On the Monday after the shooting, de Blasio called for a suspension of the protests until after the funerals of Liu and Ramos, but hundreds of people turned up anyway, many holding signs with anti-police slogans. At Ramos' funeral, several hundred officers staged their own protest against de Blasio, turning their backs on the mayor as he delivered a eulogy for the slain officer.
Warren said de Blasio’s request played right into the hands of those attempting to poison the movement going forward. Stopping the protests, he added, “gives rise to the narrative that they’re connected. The two are not even closely linked.”
Shannon Stapleton / Reuters
Whatever the cause and effect, the NYPD’s response to a possible on-the-job danger that turned a tragic corner when Liu and Ramos were shot remains unclear.

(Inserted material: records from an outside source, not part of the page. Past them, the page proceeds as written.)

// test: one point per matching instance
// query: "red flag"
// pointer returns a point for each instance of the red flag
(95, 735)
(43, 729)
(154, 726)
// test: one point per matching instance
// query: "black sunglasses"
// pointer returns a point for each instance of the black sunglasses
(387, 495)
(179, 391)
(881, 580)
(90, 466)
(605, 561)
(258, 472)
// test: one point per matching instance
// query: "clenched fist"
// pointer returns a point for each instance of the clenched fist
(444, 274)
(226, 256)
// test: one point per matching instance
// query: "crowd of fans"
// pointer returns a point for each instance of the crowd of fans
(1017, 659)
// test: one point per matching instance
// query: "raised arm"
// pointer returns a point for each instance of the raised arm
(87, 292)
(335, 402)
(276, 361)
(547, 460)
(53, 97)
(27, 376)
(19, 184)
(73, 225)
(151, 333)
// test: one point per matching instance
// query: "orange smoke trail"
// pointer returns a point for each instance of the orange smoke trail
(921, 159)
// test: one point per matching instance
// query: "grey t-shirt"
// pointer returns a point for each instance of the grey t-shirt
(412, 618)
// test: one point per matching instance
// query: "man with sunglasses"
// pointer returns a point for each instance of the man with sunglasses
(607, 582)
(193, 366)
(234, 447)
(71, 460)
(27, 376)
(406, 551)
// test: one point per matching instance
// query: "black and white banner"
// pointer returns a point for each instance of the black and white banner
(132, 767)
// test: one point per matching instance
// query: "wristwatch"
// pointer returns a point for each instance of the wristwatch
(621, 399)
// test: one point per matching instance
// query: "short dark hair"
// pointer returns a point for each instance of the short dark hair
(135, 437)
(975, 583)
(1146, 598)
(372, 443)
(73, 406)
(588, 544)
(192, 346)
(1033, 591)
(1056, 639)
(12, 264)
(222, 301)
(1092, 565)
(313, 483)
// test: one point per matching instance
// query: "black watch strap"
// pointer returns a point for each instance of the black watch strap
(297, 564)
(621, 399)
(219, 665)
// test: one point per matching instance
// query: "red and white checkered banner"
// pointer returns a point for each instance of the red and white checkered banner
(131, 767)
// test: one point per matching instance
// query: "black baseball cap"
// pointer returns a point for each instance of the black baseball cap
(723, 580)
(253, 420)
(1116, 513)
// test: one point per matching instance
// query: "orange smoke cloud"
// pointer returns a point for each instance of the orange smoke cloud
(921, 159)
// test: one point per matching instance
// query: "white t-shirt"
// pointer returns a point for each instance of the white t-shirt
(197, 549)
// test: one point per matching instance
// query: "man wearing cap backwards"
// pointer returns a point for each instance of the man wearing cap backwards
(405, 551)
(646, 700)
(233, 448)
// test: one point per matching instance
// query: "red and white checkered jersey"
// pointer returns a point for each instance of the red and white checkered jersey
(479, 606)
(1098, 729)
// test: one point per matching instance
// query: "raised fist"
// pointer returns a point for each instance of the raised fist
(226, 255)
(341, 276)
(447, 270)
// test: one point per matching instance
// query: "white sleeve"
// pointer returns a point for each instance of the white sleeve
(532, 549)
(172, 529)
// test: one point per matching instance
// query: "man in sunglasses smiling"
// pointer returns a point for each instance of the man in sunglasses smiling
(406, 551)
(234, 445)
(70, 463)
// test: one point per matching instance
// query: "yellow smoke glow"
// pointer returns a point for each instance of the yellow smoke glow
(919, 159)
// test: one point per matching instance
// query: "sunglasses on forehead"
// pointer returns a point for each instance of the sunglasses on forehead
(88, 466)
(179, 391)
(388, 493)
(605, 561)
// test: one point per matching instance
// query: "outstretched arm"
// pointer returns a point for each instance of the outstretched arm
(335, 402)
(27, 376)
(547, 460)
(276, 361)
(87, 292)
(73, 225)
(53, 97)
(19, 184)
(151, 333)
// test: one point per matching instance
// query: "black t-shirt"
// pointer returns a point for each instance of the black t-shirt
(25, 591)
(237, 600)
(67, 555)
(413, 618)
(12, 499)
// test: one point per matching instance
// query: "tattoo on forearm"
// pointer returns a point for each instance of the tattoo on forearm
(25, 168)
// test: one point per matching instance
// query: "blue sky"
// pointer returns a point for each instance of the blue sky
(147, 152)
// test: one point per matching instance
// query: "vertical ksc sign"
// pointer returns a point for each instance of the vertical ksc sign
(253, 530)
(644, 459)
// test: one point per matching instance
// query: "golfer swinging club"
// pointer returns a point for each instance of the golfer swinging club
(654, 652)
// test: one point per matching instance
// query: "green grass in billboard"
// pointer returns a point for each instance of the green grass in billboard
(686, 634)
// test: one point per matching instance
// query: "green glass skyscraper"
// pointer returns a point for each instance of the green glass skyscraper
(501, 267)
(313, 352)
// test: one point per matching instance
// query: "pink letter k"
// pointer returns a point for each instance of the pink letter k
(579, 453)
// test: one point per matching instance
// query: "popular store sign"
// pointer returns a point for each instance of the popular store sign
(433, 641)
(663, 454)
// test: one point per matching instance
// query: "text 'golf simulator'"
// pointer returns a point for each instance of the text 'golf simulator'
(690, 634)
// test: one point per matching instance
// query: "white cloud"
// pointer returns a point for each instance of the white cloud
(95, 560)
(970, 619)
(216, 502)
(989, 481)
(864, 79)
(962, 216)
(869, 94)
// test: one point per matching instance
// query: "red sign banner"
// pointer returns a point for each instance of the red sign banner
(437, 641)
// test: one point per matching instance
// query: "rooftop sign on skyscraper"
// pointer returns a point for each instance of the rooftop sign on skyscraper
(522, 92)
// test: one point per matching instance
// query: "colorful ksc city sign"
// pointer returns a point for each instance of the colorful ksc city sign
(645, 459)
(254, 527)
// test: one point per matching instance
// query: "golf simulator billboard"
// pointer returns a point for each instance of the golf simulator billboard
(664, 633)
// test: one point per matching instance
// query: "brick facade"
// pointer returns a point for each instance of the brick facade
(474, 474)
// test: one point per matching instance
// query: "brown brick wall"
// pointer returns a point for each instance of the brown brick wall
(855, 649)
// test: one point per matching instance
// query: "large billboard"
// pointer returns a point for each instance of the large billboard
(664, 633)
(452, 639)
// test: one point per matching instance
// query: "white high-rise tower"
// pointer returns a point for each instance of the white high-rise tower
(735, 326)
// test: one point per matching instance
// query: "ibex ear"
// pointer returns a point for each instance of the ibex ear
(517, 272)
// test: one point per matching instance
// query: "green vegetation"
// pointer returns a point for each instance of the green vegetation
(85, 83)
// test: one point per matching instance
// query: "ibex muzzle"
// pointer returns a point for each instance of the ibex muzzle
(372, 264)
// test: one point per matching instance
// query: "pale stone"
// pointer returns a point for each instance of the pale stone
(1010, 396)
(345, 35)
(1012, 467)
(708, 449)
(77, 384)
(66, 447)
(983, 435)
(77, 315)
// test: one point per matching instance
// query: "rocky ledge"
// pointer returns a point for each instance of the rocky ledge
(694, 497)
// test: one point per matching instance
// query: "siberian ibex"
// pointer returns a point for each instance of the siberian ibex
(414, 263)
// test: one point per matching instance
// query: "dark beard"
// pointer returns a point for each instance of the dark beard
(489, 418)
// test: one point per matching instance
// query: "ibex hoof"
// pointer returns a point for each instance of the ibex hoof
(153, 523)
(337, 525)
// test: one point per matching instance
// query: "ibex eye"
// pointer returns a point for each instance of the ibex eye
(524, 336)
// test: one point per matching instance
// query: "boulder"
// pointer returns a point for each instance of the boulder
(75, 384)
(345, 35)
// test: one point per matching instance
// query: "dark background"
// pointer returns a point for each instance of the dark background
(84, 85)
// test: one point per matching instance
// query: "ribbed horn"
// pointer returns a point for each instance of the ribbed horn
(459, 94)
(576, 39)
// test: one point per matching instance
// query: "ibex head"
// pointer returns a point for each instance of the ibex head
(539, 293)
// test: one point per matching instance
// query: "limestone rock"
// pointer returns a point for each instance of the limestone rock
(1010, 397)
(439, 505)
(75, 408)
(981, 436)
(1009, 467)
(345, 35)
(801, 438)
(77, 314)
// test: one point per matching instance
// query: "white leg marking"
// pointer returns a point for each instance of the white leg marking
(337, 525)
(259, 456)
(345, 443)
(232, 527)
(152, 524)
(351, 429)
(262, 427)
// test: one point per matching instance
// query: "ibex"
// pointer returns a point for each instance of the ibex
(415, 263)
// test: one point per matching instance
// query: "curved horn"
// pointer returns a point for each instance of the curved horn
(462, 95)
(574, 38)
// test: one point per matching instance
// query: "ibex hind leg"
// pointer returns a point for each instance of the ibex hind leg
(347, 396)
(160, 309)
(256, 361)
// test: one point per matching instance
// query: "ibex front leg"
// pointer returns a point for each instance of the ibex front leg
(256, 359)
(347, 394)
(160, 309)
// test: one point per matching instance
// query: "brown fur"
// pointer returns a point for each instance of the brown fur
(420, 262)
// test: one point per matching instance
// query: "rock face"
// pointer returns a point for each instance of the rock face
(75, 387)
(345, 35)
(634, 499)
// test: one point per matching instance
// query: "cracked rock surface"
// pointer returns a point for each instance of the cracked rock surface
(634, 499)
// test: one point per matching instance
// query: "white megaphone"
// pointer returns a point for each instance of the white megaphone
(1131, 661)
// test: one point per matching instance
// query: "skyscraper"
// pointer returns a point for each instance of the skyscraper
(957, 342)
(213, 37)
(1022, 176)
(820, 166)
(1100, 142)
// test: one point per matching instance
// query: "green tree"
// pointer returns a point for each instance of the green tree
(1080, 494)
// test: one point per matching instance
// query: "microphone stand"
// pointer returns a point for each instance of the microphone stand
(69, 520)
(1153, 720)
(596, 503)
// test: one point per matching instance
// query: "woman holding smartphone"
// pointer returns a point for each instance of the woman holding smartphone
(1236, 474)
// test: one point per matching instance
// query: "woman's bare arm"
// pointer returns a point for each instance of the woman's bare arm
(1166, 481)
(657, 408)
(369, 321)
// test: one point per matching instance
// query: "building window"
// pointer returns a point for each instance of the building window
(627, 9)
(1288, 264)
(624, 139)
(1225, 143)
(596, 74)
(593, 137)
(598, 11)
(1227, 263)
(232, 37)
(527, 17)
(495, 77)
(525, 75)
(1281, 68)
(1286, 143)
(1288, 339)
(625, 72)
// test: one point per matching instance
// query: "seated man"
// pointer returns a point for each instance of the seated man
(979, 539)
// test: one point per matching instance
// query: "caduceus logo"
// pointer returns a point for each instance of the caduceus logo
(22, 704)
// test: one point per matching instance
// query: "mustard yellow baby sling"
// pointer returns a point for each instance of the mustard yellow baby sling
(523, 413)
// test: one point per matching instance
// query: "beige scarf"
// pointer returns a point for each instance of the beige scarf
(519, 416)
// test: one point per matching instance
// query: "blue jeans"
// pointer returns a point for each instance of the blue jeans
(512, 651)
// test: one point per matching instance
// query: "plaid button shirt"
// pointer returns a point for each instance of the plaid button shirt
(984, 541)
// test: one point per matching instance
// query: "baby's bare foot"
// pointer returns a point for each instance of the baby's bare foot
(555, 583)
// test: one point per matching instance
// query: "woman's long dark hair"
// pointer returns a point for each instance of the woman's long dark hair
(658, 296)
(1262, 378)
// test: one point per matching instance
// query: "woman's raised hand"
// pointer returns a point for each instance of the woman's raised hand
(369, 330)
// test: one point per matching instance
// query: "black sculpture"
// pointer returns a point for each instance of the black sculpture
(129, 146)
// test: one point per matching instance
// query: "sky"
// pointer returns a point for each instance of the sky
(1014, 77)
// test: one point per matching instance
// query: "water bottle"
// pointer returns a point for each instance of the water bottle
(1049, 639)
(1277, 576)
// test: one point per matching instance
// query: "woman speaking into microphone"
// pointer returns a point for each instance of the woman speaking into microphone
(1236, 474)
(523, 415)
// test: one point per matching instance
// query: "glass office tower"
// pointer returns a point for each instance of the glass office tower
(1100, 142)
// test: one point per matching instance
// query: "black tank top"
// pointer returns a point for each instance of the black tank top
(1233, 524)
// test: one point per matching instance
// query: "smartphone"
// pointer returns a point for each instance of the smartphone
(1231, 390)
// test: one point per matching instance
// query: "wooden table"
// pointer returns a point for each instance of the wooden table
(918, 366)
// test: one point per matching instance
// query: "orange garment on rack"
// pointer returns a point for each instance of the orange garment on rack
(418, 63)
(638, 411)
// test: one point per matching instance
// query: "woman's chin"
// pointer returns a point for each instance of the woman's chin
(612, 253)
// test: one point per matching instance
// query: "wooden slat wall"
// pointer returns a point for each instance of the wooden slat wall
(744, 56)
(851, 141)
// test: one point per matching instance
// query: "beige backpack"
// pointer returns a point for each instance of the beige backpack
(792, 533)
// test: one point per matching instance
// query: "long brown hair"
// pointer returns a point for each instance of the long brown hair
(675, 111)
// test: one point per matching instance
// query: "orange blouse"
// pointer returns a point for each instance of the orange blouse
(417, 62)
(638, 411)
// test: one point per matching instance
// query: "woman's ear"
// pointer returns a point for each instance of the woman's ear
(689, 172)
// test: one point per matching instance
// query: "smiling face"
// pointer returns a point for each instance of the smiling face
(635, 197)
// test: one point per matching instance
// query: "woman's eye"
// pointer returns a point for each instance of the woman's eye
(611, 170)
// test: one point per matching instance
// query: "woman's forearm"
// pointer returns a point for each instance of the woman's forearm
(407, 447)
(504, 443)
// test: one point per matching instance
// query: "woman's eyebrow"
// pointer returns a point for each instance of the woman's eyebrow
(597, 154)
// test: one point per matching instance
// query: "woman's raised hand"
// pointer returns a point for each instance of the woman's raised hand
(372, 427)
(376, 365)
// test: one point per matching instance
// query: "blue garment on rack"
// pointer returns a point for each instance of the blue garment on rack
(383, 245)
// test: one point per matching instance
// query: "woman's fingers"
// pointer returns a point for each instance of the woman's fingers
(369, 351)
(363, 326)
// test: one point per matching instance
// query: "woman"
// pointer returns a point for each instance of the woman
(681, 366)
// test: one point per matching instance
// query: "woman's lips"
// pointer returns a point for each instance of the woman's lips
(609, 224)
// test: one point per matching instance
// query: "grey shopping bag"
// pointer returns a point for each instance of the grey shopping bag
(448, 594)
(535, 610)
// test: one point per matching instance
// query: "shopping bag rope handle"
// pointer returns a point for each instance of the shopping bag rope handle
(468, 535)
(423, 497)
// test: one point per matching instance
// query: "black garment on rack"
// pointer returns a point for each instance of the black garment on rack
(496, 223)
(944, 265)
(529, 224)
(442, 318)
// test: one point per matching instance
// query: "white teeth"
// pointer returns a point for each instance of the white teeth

Despite the December shootings, being a cop in New York is much safer than it used to be. From 1971 to 1980, 60 NYPD officers were killed and 235 were injured by gunfire, according to a recent New York Daily News analysis of police data. From 1981 to 1990, 28 were killed and 203 injured. By contrast, eight officers were killed and 46 injured from 2004 to 2013.
To the cops of the 1970s and '80s, today’s danger is different from the one they faced when organized groups, like drug kingpins or the Black Liberation Army, actively targeted officers. Those enemies were ruthless and powerful, but cops knew how to deal with them through the frame of crime-fighting.
“Back then there were more organized groups that were bent on executing cops,” said Ranone. “This one on Saturday was just a nut who apparently hated cops.”
The way some former cops see things today, the threat is not a tangible group, but a climate of hostility they believe is out of the police department’s control. Activists, meanwhile, fear that the city’s police will exploit the martyrdom of their slain comrades to again escape accountability.
“I see tough times ahead right now,” said Ranone. “It’s just gone too far. The copycats, you know. They’ll just come out of nowhere and do it.”
Something changed when Liu and Ramos were shot, protesters and cops agreed. And now they’re all just waiting to see which direction the pendulum will swing.